In many of these cases, I am in an open state but not consciously engaging in communication. Many communicators have described similar experiences to me often using phrases like, “I couldn’t put into words how I knew.” As for myself, I am intrigued by how the information reaches me by bypassing my own input and evaluation and the fact that it is often tied to an intense demand to speak it out loud.
When Words Come
In my own experience, words make up less than ten percent of the language of communication. I am aware that other communicators receive more information in words. My friend Penny Case in Nashville, TN receives information primarily in words. So I am not sure how this section on words fits for others and would be very interested in hearing about other communicators experience and understanding.
An experience many years ago helped me to understand how I receive words. I was having lunch with Penny, a fellow TT teacher and with Peter, a well respected psychologist in Canada. Penny asked me to do a communication with her two dogs and I did. She then turned to the psychologist and asked, “Peter, how is Barbara doing this?” Peter replied, “There is a being behind Barbara’s right shoulder who is taking the information from the dogs and relaying it to Barbara so she understands it.”
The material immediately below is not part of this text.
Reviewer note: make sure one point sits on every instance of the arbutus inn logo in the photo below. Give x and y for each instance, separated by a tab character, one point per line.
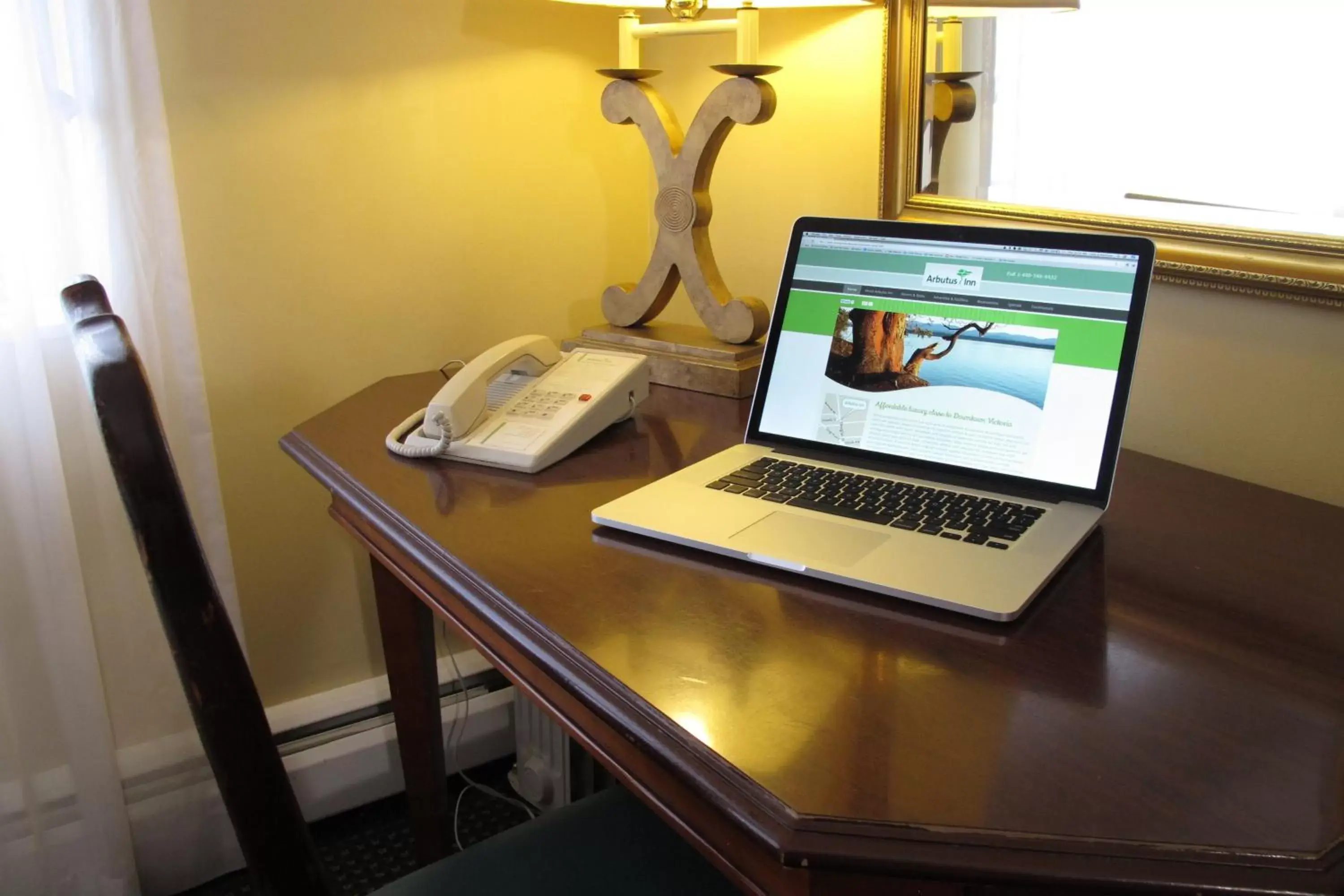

I was surprised because I had been aware for some time of a being (a guide?) behind my right shoulder and I always felt loving support from him (he feels male to me). I believe that the words and phrases that I get come through this being and I have learned to trust them completely even though I may not understand fully what they mean.
Interpreting the Language
In a communication a lot of information can come in very quickly. For example, I often get an initial image of an animal that includes posture, how much of its body the animal is in, interest and participation in life, energy level, level of confidence, and so on. There may be a word or phrase as well. All of this comes in a few seconds and I then spend many minutes describing to the person what I am seeing/sensing from the animal.
I stay alert for metaphors in what the animal is showing me. I have found it useful to take training in working with dream language and to apply some of these tools to interpreting communications. For example, mentally giving a title to the communication can help me to see the larger picture.
I recognize too that there will be things that I do not understand but that may have great meaning to the person. So one of the big challenges for me as a communicator is to clearly describe what I receive and to indicate where my own interpretations are being added because these may not be accurate.
As a piece of homework for myself after a session, I look at what the story of the communication is and ask why this animal and this person in my life right now? What am I being asked to explore in myself?
Sharing Understanding
While I have identified many ways in which information comes, I am sure there are many additional ways as well. It would be so useful to engage in discussion with fellow communicators on this topic. To those of you with an interest in this, please consider writing on this topic so that we can build our understanding of communication.
Notes
1. Barbara Janelle, “Interspecies Telepathic Communication”, First Published as “Shared Wisdom,” Species Link, Issue 41 Winter January-March 2001
“Animal Communication: A Journey,” TTEAM Connections, Vol.4, Issue 1, Jan-March 2002
2. I borrow Exercise 2 (with some of my own changes) and Exercise 3 from Crystal Hawk, a Canadian Recognized Therapeutic Touch Teacher and Practitioner who uses them to teach visualization techniques for Therapeutic Touch.